Meegeven as naar buitenland
10 november 2010
Vraag nummer: 7743 (oude nummer: 16170)
Geachte heer Van der Putten,
In de Wet op de Lijkbezorging (WOL 2010) staat in art. 59 lid 1 dat de as van een gecremeerde overledene minimaal een maand door het crematorium bewaard moet worden. Lid 4 bepaalt dat de officier van justitie in bepaalde gevallen ontheffing kan verlenen en art. 58 dat een deel van de as op verzoek van een nabestaande op andere wijze kan worden geborgen en aan de nabestaande kan worden meegegeven.
In de grensstreek worden regelmatig Duitse of Belgische overledenen gecremeerd en wordt de as direct meegegeven. Op welke wettelijke grond gebeurt dat. M.i. laat de WOL dit niet toe, behoudens genoemde ontheffing door de OvJ. Of is de WOL in dergelijke gevallen niet van toepassing dan wel gebeurt dat op basis van art. 58 lid 3 (een gedeelte van de as) of op basis van Duitse wetgeving.

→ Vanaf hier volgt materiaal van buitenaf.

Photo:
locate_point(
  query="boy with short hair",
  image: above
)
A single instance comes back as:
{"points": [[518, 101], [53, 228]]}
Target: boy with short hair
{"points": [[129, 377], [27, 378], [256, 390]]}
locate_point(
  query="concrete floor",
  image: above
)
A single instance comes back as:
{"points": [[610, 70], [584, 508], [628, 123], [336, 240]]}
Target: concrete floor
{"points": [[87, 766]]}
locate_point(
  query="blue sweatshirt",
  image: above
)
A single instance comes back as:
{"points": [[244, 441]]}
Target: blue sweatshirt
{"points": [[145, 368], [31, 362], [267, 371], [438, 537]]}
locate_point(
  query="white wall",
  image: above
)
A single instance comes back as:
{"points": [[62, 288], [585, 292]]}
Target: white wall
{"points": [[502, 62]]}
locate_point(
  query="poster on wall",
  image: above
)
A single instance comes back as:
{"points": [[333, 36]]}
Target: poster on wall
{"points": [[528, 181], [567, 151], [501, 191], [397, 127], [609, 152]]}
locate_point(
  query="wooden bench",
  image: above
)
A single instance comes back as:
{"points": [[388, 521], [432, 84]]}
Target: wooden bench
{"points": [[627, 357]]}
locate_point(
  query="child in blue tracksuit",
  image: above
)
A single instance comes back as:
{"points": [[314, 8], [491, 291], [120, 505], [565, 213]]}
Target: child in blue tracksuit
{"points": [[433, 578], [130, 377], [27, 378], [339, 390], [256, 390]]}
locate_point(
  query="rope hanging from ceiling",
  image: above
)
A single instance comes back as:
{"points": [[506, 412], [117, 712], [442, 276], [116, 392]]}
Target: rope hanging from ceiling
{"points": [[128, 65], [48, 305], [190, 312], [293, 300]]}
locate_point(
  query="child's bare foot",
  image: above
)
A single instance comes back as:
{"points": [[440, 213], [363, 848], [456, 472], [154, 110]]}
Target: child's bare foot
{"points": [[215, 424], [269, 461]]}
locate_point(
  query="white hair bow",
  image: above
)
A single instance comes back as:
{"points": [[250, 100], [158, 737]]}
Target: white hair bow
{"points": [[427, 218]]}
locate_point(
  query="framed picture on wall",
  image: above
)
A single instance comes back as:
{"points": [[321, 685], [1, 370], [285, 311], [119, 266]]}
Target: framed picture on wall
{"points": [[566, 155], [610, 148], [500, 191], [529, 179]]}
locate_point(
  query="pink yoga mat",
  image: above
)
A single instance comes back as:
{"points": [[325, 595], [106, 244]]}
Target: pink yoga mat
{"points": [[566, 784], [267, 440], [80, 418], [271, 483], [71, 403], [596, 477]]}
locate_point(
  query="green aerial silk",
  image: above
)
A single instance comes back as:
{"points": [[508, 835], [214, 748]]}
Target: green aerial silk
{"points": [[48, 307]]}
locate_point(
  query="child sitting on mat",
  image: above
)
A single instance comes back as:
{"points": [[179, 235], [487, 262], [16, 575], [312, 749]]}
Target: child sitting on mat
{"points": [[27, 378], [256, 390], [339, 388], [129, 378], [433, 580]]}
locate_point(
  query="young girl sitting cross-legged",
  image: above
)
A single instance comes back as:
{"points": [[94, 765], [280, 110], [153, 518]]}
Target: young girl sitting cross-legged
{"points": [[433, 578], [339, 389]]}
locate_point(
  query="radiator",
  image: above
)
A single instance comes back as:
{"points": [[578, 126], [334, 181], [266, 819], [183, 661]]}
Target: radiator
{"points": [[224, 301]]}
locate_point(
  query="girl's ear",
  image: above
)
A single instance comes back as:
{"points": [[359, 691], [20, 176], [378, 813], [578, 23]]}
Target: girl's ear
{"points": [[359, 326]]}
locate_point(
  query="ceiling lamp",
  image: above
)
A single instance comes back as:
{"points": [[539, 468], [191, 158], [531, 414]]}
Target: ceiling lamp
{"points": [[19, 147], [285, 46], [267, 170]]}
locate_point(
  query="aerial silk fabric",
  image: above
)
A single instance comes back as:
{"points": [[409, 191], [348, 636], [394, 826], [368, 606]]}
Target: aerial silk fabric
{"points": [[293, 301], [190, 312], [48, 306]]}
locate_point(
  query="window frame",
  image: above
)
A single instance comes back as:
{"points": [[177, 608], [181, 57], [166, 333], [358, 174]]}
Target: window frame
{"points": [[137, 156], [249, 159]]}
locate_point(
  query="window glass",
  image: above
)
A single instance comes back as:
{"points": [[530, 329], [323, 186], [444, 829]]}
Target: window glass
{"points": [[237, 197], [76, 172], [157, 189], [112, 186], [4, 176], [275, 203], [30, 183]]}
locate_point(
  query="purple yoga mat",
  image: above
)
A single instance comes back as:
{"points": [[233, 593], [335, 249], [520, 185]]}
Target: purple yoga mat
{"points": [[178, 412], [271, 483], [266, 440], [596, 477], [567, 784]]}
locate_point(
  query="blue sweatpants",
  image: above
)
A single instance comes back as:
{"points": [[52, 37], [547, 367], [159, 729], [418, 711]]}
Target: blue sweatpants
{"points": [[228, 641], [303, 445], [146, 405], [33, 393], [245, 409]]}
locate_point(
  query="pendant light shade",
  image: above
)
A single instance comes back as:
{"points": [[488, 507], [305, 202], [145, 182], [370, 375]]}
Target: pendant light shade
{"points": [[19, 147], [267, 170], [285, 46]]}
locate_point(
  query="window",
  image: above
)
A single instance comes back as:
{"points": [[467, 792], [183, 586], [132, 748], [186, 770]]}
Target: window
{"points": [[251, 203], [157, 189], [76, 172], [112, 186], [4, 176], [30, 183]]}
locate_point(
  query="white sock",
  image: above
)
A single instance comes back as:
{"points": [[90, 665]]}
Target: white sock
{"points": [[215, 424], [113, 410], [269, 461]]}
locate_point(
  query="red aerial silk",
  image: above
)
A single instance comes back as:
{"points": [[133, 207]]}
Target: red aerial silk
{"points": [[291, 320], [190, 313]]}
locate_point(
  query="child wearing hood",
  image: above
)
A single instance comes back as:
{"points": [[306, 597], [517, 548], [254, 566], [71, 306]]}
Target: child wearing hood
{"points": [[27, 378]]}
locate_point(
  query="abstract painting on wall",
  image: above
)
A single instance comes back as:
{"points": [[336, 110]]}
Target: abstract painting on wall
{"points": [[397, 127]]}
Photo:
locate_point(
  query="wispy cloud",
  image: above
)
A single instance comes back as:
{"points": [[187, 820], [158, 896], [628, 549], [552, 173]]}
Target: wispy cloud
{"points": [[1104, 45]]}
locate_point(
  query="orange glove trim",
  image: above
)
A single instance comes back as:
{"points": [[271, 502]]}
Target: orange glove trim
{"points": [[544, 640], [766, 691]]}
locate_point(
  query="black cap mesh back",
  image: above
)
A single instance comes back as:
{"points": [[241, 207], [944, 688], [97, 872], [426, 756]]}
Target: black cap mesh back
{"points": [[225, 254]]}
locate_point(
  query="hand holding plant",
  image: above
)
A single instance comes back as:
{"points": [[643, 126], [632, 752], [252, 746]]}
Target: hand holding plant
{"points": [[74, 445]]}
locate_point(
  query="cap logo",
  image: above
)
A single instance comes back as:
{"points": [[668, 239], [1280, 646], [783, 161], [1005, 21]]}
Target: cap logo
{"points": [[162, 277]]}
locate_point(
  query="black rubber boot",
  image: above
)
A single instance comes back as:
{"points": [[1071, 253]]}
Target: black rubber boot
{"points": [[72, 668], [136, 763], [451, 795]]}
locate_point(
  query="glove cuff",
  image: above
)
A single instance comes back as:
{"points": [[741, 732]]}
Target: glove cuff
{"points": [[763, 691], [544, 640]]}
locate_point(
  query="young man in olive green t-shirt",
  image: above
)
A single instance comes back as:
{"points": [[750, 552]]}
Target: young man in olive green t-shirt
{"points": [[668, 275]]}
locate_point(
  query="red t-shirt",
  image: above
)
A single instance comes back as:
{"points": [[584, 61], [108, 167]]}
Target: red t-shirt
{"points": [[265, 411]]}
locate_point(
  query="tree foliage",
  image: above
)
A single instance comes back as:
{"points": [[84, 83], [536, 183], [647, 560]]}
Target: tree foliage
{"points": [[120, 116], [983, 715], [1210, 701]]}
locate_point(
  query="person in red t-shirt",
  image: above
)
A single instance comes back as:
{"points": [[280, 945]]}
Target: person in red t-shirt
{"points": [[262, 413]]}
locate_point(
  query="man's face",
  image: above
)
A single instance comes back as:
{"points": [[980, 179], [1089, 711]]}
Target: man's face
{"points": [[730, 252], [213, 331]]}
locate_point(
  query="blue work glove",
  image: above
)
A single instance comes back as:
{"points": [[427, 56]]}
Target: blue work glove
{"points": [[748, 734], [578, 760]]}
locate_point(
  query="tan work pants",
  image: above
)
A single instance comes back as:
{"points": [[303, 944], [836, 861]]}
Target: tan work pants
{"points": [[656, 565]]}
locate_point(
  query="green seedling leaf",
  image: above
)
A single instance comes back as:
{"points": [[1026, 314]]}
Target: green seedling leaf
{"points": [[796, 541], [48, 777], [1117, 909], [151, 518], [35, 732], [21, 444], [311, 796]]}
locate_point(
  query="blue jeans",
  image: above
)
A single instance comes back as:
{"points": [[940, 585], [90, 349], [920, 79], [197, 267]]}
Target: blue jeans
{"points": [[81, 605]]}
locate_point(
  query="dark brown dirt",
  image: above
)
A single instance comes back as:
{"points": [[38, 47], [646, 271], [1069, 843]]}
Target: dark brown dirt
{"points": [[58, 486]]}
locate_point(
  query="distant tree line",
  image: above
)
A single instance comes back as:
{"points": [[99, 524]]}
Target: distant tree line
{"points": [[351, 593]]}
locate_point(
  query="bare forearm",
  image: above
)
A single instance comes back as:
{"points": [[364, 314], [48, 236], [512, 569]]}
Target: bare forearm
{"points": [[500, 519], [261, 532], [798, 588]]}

Alvast hartelijk bedankt voor uw reactie.
Met vriendelijke groet,
Ron Meeuwis
Antwoord:
Geachte heer,
Inderdaad mag de as niet direct na de crematie mee worden gegeven. De Wet op de lijkbezorging (Wlb) staat dit niet toe, behalve met ontheffing van de officier van justitie.
Voor de grensstreek gelden geen andere regels dan in de rest van Nederland. Duitse wetgeving geldt uiteraard niet in Nederland.
Artikel 58 lid 3 Wlb zegt dat een deel van de as op verzoek van een nabestaande op een andere wijze kan worden geborgen en aan de nabestaande ter beschikking worden gesteld. Artikel 58 geeft alleen aan dat as in een of meer asbussen of asbusjes kan worden gedaan.
Het volgende artikel 59 gaat over het (na het bergen van de as) vervolgens afgeven van de as:
1. De houder van het crematorium draagt zorg voor de bewaring van een asbus gedurende minimaal een maand na het bergen van de as in de bus.
2. De houder van het crematorium draagt er vervolgens zorg voor dat:
a. (...)
b. (...)
c. de asbus ter beschikking wordt gesteld aan de nabestaande door of namens wie de opdracht tot de crematie is gegeven, of
d. de asbus wordt verzonden naar het buitenland.
3. (...)
4. Op verzoek van de in artikel 18 bedoelde personen kan de officier van justitie, bedoeld in artikel 14, in bijzondere gevallen ontheffing verlenen van de in het eerste lid genoemde termijn.
Of men heeft in de u bekende gevallen ontheffing van de officier van justitie, of men handelt in strijd met de Wlb.